CCR5-delta 32, the team explains, supports the health of people with HIV because it affects the CCR5 receptor. This is the main “gateway” that the virus uses to enter specialized immune cells and destroy them.
“Our belief was that this gene mutation would confer an advantage to individuals who have it in terms of their lowered risk of developing progressive liver fibrosis,” Dr. Sherman says.
He adds, “We matched patients with and without the gene mutation and used measures of hepatic fibrosis that involved the use of a biomarker panel called the ELF Index (enhanced liver fibrosis).”
“It turned out that the patients who had the mutation appeared to have less fibrosis progression by the measure that we used than those who did not have the mutation.”
“That was evidence that the presence of a CCR5 mutation was possibly altering the rates of fibrosis progression in patients infected with hepatitis C and HIV.”
Dr. Kenneth Sherman
Promising clinical trial results
The participants in the second cohort included people with HIV but no known liver disease. These had joined a clinical trial testing Cenicriviroc, an experimental drug that can block the CCR5 receptor and so potentially stop HIV’s activity.
Cenicriviroc is also able to block another, similar receptor called CCR2.

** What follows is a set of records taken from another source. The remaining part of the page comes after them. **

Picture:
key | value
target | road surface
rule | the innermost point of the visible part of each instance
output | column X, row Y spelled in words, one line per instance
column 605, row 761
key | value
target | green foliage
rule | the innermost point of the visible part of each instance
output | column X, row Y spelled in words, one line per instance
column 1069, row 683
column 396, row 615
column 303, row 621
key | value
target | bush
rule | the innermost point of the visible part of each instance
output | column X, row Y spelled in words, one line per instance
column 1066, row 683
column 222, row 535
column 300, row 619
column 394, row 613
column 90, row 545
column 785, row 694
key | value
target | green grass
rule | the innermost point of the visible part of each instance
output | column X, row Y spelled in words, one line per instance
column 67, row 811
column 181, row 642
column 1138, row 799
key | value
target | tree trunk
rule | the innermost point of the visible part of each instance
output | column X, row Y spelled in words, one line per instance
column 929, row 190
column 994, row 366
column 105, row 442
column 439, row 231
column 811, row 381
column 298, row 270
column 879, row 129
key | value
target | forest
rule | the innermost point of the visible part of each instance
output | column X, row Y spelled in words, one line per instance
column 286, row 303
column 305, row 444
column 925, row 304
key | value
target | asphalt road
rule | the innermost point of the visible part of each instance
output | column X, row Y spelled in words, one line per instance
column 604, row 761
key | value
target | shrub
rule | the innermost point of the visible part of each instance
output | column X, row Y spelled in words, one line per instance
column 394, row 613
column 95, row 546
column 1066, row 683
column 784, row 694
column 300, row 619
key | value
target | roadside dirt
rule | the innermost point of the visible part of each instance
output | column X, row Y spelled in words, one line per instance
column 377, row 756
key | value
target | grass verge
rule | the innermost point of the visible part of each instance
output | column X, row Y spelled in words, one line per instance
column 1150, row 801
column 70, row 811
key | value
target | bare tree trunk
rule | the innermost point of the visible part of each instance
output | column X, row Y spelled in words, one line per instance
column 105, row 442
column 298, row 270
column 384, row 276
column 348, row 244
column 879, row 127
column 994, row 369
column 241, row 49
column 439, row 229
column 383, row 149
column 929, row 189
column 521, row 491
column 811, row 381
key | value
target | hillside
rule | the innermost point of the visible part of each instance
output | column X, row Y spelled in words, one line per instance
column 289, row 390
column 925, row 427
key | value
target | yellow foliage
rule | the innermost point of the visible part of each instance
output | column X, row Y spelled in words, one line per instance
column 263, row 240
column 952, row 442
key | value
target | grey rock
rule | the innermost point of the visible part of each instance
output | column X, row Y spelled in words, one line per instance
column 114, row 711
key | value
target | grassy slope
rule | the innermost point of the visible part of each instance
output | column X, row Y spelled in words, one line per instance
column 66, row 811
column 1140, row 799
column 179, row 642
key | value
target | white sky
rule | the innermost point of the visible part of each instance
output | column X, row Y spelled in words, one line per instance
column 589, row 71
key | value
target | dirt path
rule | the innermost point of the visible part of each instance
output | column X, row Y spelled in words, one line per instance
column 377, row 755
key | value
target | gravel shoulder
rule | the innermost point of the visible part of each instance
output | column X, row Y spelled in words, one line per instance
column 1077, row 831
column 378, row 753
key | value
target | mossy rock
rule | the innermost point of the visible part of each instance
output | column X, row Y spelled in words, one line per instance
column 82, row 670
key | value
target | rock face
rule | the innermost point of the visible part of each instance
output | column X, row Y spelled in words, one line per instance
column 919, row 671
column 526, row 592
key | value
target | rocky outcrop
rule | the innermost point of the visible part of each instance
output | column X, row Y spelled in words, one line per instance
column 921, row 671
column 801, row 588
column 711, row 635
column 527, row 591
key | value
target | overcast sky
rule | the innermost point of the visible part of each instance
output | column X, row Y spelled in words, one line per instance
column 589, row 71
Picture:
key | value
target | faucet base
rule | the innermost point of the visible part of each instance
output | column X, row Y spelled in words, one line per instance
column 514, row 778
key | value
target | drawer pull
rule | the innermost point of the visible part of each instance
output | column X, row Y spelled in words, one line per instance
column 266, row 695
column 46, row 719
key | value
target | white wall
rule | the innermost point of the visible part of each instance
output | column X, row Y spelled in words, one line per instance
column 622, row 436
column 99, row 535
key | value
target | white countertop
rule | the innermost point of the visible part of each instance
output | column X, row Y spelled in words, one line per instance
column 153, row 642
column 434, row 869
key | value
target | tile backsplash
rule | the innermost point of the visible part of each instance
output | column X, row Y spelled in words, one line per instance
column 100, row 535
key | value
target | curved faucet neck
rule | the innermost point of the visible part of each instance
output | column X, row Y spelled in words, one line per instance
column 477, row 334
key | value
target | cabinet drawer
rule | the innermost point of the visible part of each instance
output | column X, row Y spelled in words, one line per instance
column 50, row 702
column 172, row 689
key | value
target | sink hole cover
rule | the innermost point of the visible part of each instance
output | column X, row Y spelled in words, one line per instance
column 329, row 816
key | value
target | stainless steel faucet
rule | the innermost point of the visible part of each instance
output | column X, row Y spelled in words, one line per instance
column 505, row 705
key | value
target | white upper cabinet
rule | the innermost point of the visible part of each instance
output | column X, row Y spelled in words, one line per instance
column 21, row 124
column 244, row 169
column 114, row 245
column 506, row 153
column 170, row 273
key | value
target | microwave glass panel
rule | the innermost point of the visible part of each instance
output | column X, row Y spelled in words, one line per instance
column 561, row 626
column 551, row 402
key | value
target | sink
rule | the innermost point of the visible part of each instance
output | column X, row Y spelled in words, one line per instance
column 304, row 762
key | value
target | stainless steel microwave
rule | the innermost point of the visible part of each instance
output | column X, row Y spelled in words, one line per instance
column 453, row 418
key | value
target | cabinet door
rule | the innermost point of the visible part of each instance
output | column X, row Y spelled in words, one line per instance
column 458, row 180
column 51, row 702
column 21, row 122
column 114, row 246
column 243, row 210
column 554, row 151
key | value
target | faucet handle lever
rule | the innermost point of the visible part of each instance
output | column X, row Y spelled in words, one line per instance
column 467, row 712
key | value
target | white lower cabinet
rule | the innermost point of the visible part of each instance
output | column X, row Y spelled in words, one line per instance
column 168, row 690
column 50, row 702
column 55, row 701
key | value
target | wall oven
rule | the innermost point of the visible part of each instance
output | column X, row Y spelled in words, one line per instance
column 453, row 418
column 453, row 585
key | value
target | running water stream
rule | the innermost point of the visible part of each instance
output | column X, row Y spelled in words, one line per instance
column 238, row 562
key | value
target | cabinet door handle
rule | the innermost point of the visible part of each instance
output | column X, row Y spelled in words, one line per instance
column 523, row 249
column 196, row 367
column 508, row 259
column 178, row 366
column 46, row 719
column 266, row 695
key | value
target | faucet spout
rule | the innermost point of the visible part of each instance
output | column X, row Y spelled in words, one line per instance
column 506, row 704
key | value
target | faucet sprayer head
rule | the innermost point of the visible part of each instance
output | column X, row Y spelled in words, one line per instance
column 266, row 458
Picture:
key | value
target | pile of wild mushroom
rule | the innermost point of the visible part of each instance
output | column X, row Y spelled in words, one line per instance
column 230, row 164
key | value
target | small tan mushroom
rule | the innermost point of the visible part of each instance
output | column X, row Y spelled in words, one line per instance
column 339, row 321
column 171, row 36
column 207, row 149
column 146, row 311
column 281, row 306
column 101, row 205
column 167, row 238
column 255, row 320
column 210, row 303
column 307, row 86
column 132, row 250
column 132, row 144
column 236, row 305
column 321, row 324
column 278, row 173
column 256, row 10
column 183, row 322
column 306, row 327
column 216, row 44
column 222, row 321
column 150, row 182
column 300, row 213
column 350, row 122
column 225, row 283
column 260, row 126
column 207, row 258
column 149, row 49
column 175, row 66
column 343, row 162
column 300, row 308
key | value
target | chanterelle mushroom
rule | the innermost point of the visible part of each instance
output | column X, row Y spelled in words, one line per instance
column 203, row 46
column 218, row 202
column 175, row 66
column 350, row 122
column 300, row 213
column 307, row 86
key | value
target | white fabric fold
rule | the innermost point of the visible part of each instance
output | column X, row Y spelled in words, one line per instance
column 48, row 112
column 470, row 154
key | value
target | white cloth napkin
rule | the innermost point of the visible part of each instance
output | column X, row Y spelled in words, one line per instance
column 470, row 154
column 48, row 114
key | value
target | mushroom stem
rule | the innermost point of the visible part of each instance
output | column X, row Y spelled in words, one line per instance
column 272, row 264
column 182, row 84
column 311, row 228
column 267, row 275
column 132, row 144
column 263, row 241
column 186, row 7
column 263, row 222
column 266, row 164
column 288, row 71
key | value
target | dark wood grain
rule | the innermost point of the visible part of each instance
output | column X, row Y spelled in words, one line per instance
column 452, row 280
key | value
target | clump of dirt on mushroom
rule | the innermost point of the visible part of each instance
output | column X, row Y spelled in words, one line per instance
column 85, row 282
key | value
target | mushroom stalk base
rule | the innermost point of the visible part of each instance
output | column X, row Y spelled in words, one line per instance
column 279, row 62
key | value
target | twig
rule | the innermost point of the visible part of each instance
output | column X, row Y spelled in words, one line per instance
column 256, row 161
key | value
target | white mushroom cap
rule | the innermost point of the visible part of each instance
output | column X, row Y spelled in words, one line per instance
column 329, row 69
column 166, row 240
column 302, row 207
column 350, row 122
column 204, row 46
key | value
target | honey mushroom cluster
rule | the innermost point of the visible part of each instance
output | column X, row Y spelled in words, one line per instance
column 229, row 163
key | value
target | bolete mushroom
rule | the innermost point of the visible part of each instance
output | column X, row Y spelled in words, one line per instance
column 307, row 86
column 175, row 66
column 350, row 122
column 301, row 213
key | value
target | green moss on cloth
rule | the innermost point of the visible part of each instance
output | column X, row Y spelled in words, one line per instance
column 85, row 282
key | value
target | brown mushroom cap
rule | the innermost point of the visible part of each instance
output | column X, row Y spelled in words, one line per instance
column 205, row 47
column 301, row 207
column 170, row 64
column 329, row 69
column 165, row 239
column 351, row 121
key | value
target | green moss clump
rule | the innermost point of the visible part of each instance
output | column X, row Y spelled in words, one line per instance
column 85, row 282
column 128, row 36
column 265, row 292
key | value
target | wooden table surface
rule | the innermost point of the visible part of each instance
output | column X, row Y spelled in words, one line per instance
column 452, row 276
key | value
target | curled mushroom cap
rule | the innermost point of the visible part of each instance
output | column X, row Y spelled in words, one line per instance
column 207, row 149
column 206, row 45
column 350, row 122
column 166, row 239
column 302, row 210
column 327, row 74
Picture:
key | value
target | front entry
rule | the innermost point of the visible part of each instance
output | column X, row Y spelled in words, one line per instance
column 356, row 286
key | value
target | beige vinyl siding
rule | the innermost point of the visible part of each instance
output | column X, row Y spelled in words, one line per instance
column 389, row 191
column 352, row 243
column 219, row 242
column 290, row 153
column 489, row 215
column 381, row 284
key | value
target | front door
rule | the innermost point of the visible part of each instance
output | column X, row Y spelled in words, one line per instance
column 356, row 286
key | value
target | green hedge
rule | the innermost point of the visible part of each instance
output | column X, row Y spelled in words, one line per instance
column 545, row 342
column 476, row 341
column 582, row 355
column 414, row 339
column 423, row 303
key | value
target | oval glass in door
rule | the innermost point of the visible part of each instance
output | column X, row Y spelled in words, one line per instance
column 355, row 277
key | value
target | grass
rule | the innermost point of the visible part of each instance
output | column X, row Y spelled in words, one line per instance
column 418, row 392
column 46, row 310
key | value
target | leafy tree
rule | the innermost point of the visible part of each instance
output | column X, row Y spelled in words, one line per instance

After 1 year of taking the experimental drug, the participants who had taken higher doses showed fewer signs of liver fibrosis, suggesting that they had become less exposed to liver failure.
“If CCR5 and/or CCR2 lead to a decrease in fibrosis regardless of the source of it, we can prevent the consequences of liver injury,” notes Dr. Sherman.
“Medications that people take for HIV treatment sometimes cause fatty liver, and other forms of liver injury,” he warns.
“We don’t have agents that protect the liver from nonspecific injury at this time,” Dr. Sherman adds, saying, “If CCR5 and CCR2 are central to the pathways that lead to liver scarring then perhaps that injury can be modulated through CCR5 and CCR2 blockade.”
If future research offers additional evidence about the effectiveness of drugs targeting the two key receptors, this may change the face of HIV treatments in order to better protect liver health.
“It is possible that someday all patients with HIV may be treated with a blocking agent as part of their HIV drug cocktail designed to protect the liver and regain and maintain liver health,” Dr. Sherman suggests.